## Introduction

A **system of equations** or **inequalties** is several equations or inequalities that are solved simultaneously.

## Solving Systems of Equations

There are several methods you can use to **solve systems of equations problems**. To solve these problems, you can **graph**, or use the **substitution or elimination method**.

### Solving Systems of Equations by Graphing

The solution to this system of equations is where the **two lines intersect**. Graph each equation then look for the point of intersection on the graph. The point of intersection is where the two equations are **equal**.

$\begin{align} y_{1}&=3x +4\\ y_{2}&=\frac{1}{3}x + 2\\ \end{align}$

The solution for this system is point $(-0.75, 1.75)$.

### Solving Systems of Equations by Substitution

To **solve by substitution**, manipulate the problem to have just one of the variables then follow steps to solve.

$\begin{align} 3y &=6x + 3\\ 2y &=8x + 4 \end{align}$

To solve this system by substitution, follow these steps. Solve one equation for x or y-value. For this problem, use the first equation and solve for the y-value.

$\begin{align} 3y &=6x + 3\\ \frac{3}{3}y&=\frac{6x+3}{3}\\ y&=2x+1 \end{align}$

Substitute the new value into the other equation – for this problem, the second equation.

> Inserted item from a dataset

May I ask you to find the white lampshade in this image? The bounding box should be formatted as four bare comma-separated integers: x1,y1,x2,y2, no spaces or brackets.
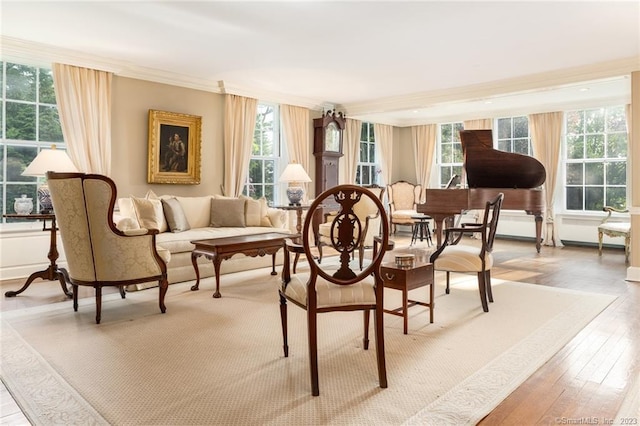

$\begin{align} 2y &=8x + 4\\ 2(2x+1)&=8x+4\\ 4x+2&=8x+4\\ 4x+2 -2&=8x+4 -2\\ 4x &=8x+2\\ 4x -8x &=8x -8x +2\\ -4x &= 2\\ \frac{-4}{-4}x&=\frac{2}{-4}\\ x&=\frac{-1}{2} \end{align}$

Next, to solve for y-value, substitute the value for x into one of the equations.

$\begin{align} 3y&=6x + 3\\ 3y&=(6\times\frac{-1}{2}) + 3\\ 3y&=-3 +3\\ 3y&=0\\ y&=0 \end{align}$

The solution to this system is $(\frac{-1}{2}, 0)$

### Solving Systems of Equations by Elimination

To **solve by elimination**, **add or subtract** to eliminate one variable then solve.

$\begin{align} 2y &= 3x + 2\\ y&=x+4 \end{align}$

Manipulate one equation so you can eliminate one of the variables by adding or subtracting. For this problem, we can multiply the second equation by 2 then subtract it from the first equation.

$\begin{align} 2y &= 3x + 2\\ -2(y&=x+4) \end{align}$

$\begin{align} 2y= 3x + 2\\ \underline{-2y=-2x+ -8}\\ 0=x + - 6\\ x=6 \end{align}$

Next, substitute the x-value into one of the equations to calculate the y-value.

$\begin{align} 2y &= 3(6) + 2\\ 2y&=18 +2\\ 2y&=20\\ y&= 10 \end{align}$

The solution to this system is $(6, 10)$

Although **all systems of equations problems can be solved by graphing, substitution, or elimination**, select the method that is easiest to use.

### Word Problems

**Word problems** often model real word situations. Set up a system of equations to solve this problem.

The school ensemble sold tickets for two performances. The equations 25x + 50y = 625 and 40x + 65y = 850 represent the value of the tickets sold for each of the two performances. If x represents the cost of a student ticket and y is the cost of an adult ticket, what is the cost of each ticket?

First set up each equation in the **slope-intercept form** then **graph**. The **intersection** of the two line is the solution for the system.

$\begin{align} 25x + 50y &= 625 \\ 50y &= -25x + 625\\ y &= -0.50x + 12.5 \end{align}$

$\begin{align} 40x + 64y &= 840 \\ 64y &= -40x + 840\\ y &= -0.625x + 13.125 \end{align}$

The solution is point (5, 10).

## Solving Systems of Inequalties by Graphing

**The only way to solve a systems of inequalities is by graphing.** Graph each inequality, then determine the area that **satisfies all of the inequalities in the system**. To check, pick a point in the solution area and verify that it works for all the inequalities in the system.

$\begin{align} y&\geq2x +2\\ y&\geq2x -2 \end{align}$

Verify the solution for both inequalities using the point (0, 5).

$\begin{align} 5&\geq2\times 0 +2\\ 5&\geq 2 \end{align}$

$\begin{align} 5&\geq2\times 0 -2\\ 5&\geq -2 \end{align}$

The solution works for both inequalities.